For investors in the Prism fund, YieldStreet will aim to liquidate the assets of the fund after four years and return the initial principal. The 7% distribution rate means that a $10,000 investment would yield $700 every year, Mehere said in a telephone interview.

“It’s a fund that’s not designed to be aggressive, it’s for passive income,” Weisz said. “It’s a fund where you’re getting access to some of the best management talent that exists in the credit space.”

The traditional boundaries between retail and institutional investors have begun to blur. Blackstone, the world’s biggest alternative asset manager, which has long catered to institutional investors, is now fueling its growth from individuals, gathering $26 billion in 2019. Private equity firms are now attempting to persuade regulators to open up more of their products to retail investors. They say that in an era when companies have delayed going public for years, small investors have been locked out of the best gains.

In that vein, the appeal of YieldStreet, according to its co-founders, is that it gives users access to the type of high finance deals that huge institutions and the wealthy use to generate income.

Still, with products as arcane as student-housing mortgages or loans to cargo vessels, one could question their suitability for retail investors. Users must be accredited investors, which the Securities and Exchange Commission defines as individuals who earn more than $200,000 a year or have a net worth over $1,000,000.

“Anybody could put money out; it’s about bringing it back home,” Weisz said. “You have to understand the collateral that you’re investing in. If we invest $6 million in a $10 million building, even if sh-t goes sideways, we’ll still foreclose, we’ll go through the process and ultimately we’ll collect because there’s enough equity in the building.”

‘Winter is coming’

In its five years in operation, YieldStreet has returned almost $100 million in interest payments and $500 million in principal to its investors, according to Mehere. Those returns, and the fact that it hasn’t yet lost principal in an investment, has created trust with the 200,000-plus users on its platform, the company said.

The idea for YieldStreet came from the market crash of 2008, said Mehere. He bemoaned the fact that he was overexposed to stocks and didn’t have access to the same income-generating assets as wealthy investors, he said.
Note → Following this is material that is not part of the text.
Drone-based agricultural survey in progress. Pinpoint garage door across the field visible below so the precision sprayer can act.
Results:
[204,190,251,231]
But YieldStreet’s entire track record has occurred during an epic bull run in risk assets fueled by unprecedented central bank actions. The trade-off for higher returns is usually higher risk, and in the next downturn hard-to-value assets like the ones YieldStreet invests in could become troubled.
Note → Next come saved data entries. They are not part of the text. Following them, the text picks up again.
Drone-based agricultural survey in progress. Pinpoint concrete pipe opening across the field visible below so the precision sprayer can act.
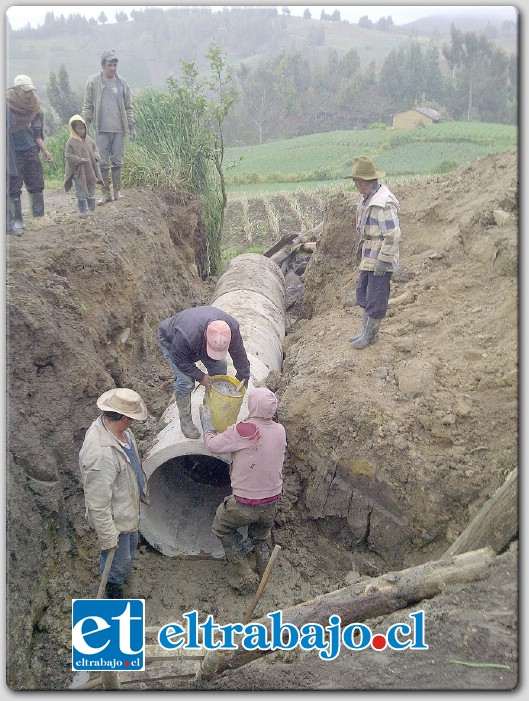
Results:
[140,253,285,558]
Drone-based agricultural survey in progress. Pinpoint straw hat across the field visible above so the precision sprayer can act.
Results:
[345,156,386,180]
[97,387,147,421]
[13,75,37,92]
Weisz says he understands that market conditions will turn at some point and often reminds his co-founder that “winter is coming.”

“I’m not here to tell you that Milind and Mike are the world’s smartest investors and there’s never going to be something that goes wrong,” Weisz said. “We understand that when winter comes there will be challenges, but we take comfort in knowing that there’s underlying collateral. We feel confident and comfortable with what that represents, and so far we’ve been right.”